Michael Andersen, Nasr M. Ghoniem
Fusion Science and Technology | Volume 52 | Number 3 | October 2007 | Pages 579-583
Technical Paper | The Technology of Fusion Energy - High Heat Flux Components | doi.org/10.13182/FST07-A1551
Articles are hosted by Taylor and Francis Online.
Tungsten is a candidate material for a variety of applications in Magnetic and Inertial Fusion Energy systems. Experimental data show that the surface of tungsten exposed to laser, ion, and X-ray irradiation undergoes substantial roughening. Control of surface conditions is essential to the design of these systems, since it can lead to crack formation, adverse effects on heat absorption because of emissivity changes, and eventual failure.We first review recent experimental data on the effects of laser, ion and X-ray energetic pulses on the evolution of a surface to identify the variety of patterns and length scales and their dependence on the type and magnitude of irradiation pulses.
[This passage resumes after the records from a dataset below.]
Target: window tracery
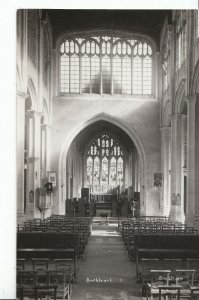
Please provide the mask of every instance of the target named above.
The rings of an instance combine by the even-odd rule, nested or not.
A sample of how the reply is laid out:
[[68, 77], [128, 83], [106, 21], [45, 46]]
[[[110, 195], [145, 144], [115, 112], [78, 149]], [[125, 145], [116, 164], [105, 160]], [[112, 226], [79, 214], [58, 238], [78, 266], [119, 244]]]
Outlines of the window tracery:
[[60, 92], [152, 94], [152, 54], [139, 39], [68, 37], [59, 51]]

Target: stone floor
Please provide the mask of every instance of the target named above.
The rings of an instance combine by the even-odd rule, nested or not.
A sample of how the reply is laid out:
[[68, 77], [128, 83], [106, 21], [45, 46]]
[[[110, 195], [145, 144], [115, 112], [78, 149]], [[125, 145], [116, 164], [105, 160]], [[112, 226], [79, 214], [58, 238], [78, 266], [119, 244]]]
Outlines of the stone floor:
[[72, 300], [140, 300], [135, 263], [130, 262], [116, 226], [94, 225], [78, 264]]

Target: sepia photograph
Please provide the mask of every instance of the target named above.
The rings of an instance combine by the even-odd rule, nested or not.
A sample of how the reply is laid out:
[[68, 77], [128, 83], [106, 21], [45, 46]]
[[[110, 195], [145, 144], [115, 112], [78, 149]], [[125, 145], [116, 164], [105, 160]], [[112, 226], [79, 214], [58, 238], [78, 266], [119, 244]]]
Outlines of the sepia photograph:
[[16, 10], [16, 298], [199, 299], [199, 11]]

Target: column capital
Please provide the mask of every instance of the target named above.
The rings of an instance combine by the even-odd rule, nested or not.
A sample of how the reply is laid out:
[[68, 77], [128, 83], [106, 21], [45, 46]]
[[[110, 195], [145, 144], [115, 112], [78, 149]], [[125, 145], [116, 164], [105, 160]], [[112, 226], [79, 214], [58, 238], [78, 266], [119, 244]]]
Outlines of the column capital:
[[168, 24], [168, 25], [167, 25], [167, 30], [168, 30], [168, 31], [171, 31], [173, 28], [174, 28], [174, 25], [173, 25], [173, 24]]
[[29, 95], [25, 92], [22, 91], [17, 91], [17, 99], [23, 99], [26, 100], [26, 98], [28, 98]]
[[168, 24], [167, 25], [168, 39], [171, 39], [173, 30], [174, 30], [174, 25], [173, 24]]
[[39, 160], [39, 157], [34, 157], [34, 156], [27, 157], [27, 162], [29, 163], [34, 163], [37, 160]]
[[169, 132], [171, 130], [171, 126], [162, 126], [159, 127], [161, 132]]
[[187, 95], [185, 97], [185, 101], [188, 105], [195, 103], [196, 102], [196, 98], [199, 94], [193, 94], [193, 95]]
[[42, 112], [38, 112], [38, 111], [35, 111], [35, 110], [28, 110], [26, 112], [26, 115], [28, 117], [42, 117], [43, 116], [43, 113]]
[[51, 129], [51, 126], [49, 124], [41, 124], [41, 129], [43, 130]]
[[171, 114], [171, 120], [182, 120], [183, 114], [181, 113], [173, 113]]

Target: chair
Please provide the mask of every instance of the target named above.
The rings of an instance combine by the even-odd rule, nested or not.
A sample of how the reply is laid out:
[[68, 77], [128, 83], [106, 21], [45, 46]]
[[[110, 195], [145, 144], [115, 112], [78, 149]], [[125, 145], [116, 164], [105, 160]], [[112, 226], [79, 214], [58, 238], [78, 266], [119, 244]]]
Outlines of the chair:
[[56, 271], [64, 271], [66, 280], [68, 280], [70, 285], [70, 293], [72, 293], [72, 286], [75, 282], [74, 261], [70, 258], [65, 258], [65, 259], [56, 258], [53, 261], [55, 263]]
[[176, 285], [181, 286], [181, 298], [191, 299], [191, 287], [194, 286], [194, 273], [194, 269], [176, 270]]
[[187, 259], [187, 268], [196, 270], [194, 274], [194, 285], [199, 284], [199, 259], [189, 258]]
[[49, 271], [49, 284], [57, 285], [58, 299], [70, 299], [70, 284], [64, 271]]
[[17, 270], [25, 270], [25, 258], [18, 258], [17, 259]]
[[49, 271], [37, 271], [36, 273], [36, 285], [35, 300], [50, 297], [54, 300], [57, 299], [58, 285], [50, 282]]
[[142, 289], [142, 296], [146, 294], [146, 283], [151, 281], [151, 270], [158, 268], [159, 259], [158, 258], [142, 258], [140, 260], [141, 268], [139, 270], [139, 279]]
[[36, 285], [36, 271], [17, 271], [17, 296], [34, 298]]
[[165, 286], [159, 286], [158, 287], [159, 289], [159, 300], [172, 300], [172, 299], [175, 299], [175, 300], [180, 300], [180, 289], [181, 287], [178, 286], [178, 285], [174, 285], [174, 286], [171, 286], [171, 285], [165, 285]]
[[147, 283], [147, 300], [153, 300], [154, 296], [159, 295], [159, 286], [169, 285], [169, 275], [171, 270], [151, 270], [151, 282]]
[[191, 287], [191, 300], [199, 299], [199, 286]]
[[48, 270], [48, 258], [32, 258], [33, 270]]

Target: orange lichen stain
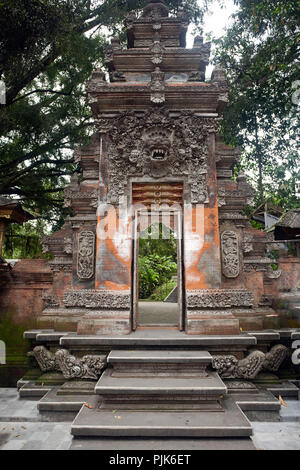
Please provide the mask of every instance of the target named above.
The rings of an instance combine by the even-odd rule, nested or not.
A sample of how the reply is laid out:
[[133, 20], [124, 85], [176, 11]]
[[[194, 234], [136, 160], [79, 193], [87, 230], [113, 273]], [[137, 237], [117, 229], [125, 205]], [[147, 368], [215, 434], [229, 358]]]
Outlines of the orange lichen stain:
[[[194, 211], [194, 209], [193, 209]], [[194, 219], [194, 217], [193, 217]], [[192, 263], [186, 265], [186, 288], [192, 289], [207, 289], [212, 287], [206, 281], [205, 272], [199, 270], [201, 258], [207, 254], [208, 258], [215, 259], [216, 254], [219, 256], [220, 252], [220, 238], [218, 227], [218, 209], [217, 207], [204, 208], [204, 239], [203, 244], [198, 253], [193, 253]], [[195, 230], [194, 224], [192, 230]], [[187, 239], [190, 238], [189, 234], [185, 234]], [[209, 241], [207, 240], [209, 238]], [[189, 242], [186, 244], [186, 251], [189, 250]]]
[[103, 286], [105, 286], [108, 290], [129, 290], [130, 285], [127, 284], [116, 284], [115, 282], [105, 281]]
[[[122, 266], [120, 269], [128, 273], [130, 279], [131, 273], [131, 219], [130, 217], [120, 219], [118, 217], [118, 210], [113, 207], [109, 208], [106, 215], [101, 218], [97, 216], [97, 259], [99, 256], [104, 256], [104, 263], [108, 261], [106, 266], [107, 271], [114, 269], [114, 259], [117, 266]], [[109, 259], [109, 255], [112, 259]], [[112, 281], [101, 282], [96, 280], [96, 288], [105, 286], [112, 290], [128, 290], [130, 288], [127, 284], [117, 284]]]

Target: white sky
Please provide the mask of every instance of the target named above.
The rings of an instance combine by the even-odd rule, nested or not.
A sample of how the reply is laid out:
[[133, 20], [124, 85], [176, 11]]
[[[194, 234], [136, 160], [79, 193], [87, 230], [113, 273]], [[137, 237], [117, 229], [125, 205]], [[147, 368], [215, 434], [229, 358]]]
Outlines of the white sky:
[[[237, 7], [234, 5], [233, 0], [226, 0], [226, 7], [221, 8], [218, 1], [214, 1], [210, 6], [210, 14], [206, 14], [204, 17], [203, 36], [204, 41], [207, 41], [207, 36], [211, 38], [218, 38], [224, 34], [225, 28], [228, 27], [232, 20], [231, 15], [237, 11]], [[190, 26], [187, 33], [187, 47], [193, 47], [193, 36], [191, 34], [192, 27]], [[211, 59], [213, 58], [213, 48], [211, 52]], [[213, 66], [209, 65], [206, 69], [206, 77], [210, 78]]]

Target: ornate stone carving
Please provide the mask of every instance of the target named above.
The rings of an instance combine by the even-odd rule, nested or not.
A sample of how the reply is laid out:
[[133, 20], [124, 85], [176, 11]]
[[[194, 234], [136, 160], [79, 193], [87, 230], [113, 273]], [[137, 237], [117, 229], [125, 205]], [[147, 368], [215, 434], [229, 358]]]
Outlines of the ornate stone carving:
[[265, 354], [252, 351], [245, 359], [237, 360], [234, 356], [213, 356], [212, 367], [221, 377], [235, 379], [254, 379], [263, 368]]
[[234, 380], [226, 381], [226, 387], [231, 392], [255, 392], [257, 387], [251, 382], [240, 382]]
[[150, 2], [143, 8], [143, 18], [162, 18], [169, 15], [169, 8], [162, 2]]
[[66, 256], [55, 256], [53, 260], [49, 261], [49, 266], [53, 272], [64, 271], [65, 273], [71, 273], [73, 261]]
[[110, 70], [112, 68], [113, 61], [114, 61], [113, 46], [111, 44], [105, 44], [103, 47], [103, 50], [104, 50], [104, 63], [107, 66], [107, 68]]
[[267, 271], [270, 263], [272, 263], [270, 258], [244, 258], [244, 271]]
[[66, 349], [52, 354], [45, 346], [36, 346], [33, 355], [42, 372], [61, 371], [66, 379], [97, 379], [106, 365], [106, 356], [86, 355], [81, 359]]
[[239, 241], [235, 232], [226, 230], [221, 235], [222, 272], [235, 278], [240, 272]]
[[277, 372], [288, 354], [288, 348], [283, 344], [276, 344], [266, 354], [264, 360], [264, 369], [271, 372]]
[[262, 351], [252, 351], [245, 359], [241, 359], [233, 373], [233, 377], [254, 379], [263, 368], [265, 354]]
[[207, 136], [219, 120], [193, 112], [171, 117], [169, 111], [150, 108], [142, 117], [124, 112], [114, 119], [99, 119], [108, 137], [108, 202], [117, 204], [130, 176], [161, 178], [185, 176], [191, 203], [207, 203]]
[[65, 237], [64, 238], [64, 252], [67, 255], [71, 255], [73, 253], [73, 240], [72, 240], [72, 237]]
[[161, 72], [159, 67], [156, 67], [151, 74], [151, 82], [149, 84], [151, 89], [150, 101], [154, 104], [162, 104], [165, 102], [165, 74]]
[[106, 365], [106, 356], [84, 356], [77, 359], [66, 349], [59, 349], [55, 353], [57, 364], [66, 379], [94, 379], [96, 380]]
[[152, 53], [151, 62], [154, 65], [162, 63], [164, 46], [161, 45], [159, 41], [154, 41], [153, 44], [149, 47], [150, 52]]
[[54, 294], [52, 294], [51, 292], [46, 292], [45, 294], [43, 294], [42, 299], [43, 299], [45, 308], [59, 307], [58, 298]]
[[95, 265], [95, 234], [91, 230], [82, 230], [78, 234], [77, 276], [79, 279], [91, 279]]
[[101, 309], [129, 309], [130, 292], [108, 290], [73, 290], [64, 295], [66, 307], [86, 307]]
[[220, 88], [227, 88], [228, 87], [226, 72], [220, 65], [216, 65], [216, 67], [214, 68], [214, 70], [211, 74], [211, 81], [214, 85], [216, 85]]
[[111, 82], [126, 82], [126, 77], [120, 70], [113, 70], [109, 74]]
[[251, 307], [253, 294], [242, 289], [203, 289], [186, 293], [188, 308]]
[[244, 253], [253, 251], [253, 236], [250, 233], [244, 233], [242, 249]]
[[64, 190], [64, 207], [72, 207], [73, 200], [88, 199], [92, 207], [97, 207], [98, 193], [97, 189], [92, 191], [74, 191], [67, 187]]
[[261, 307], [271, 307], [274, 300], [274, 295], [263, 294], [259, 299], [258, 305]]
[[188, 82], [205, 82], [205, 72], [190, 72]]
[[226, 356], [213, 356], [212, 358], [212, 368], [218, 371], [220, 376], [225, 377], [228, 372], [232, 371], [237, 365], [238, 360], [235, 356], [226, 355]]
[[32, 353], [42, 372], [59, 371], [59, 365], [56, 357], [45, 346], [36, 346]]
[[282, 270], [280, 268], [276, 269], [276, 271], [272, 268], [272, 266], [268, 266], [266, 276], [269, 279], [279, 279], [282, 274]]

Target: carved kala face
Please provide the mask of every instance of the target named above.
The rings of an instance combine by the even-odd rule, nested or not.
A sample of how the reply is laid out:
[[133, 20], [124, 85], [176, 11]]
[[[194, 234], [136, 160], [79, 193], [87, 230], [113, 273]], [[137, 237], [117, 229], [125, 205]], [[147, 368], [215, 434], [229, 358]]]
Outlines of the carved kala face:
[[145, 150], [154, 162], [165, 161], [171, 148], [171, 132], [162, 127], [148, 129], [144, 136]]

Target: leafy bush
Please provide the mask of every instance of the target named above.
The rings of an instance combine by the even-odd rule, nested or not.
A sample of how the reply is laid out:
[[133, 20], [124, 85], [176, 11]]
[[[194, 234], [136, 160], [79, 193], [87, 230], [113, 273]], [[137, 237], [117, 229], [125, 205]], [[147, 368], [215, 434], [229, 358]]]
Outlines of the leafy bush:
[[168, 281], [165, 284], [157, 287], [153, 294], [150, 295], [148, 300], [152, 300], [154, 302], [163, 302], [165, 298], [171, 294], [174, 287], [177, 286], [177, 281]]
[[139, 298], [147, 299], [154, 290], [172, 279], [177, 264], [172, 256], [149, 254], [139, 257]]

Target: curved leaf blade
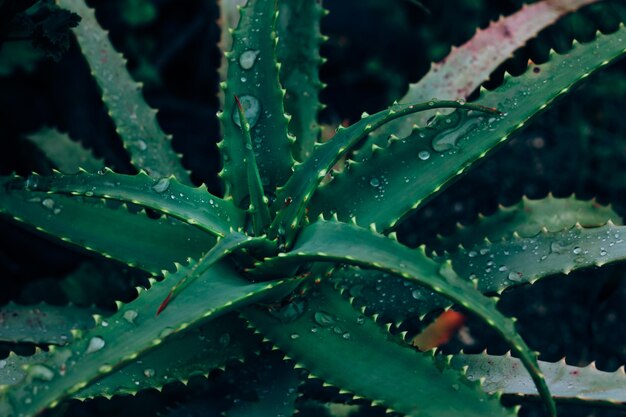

Then we present a model for the evolution of surface roughness as a result of the balance between destabilizing elastic strain energy caused by thermomechanical strains and near surface accumulation of defects on the one hand, and stabilizing surface and near surface atomic diffusion on the other. Results of the model determine the conditions for surface roughness evolution and the effects of radiation fluence and pulse intensity on surface morphology.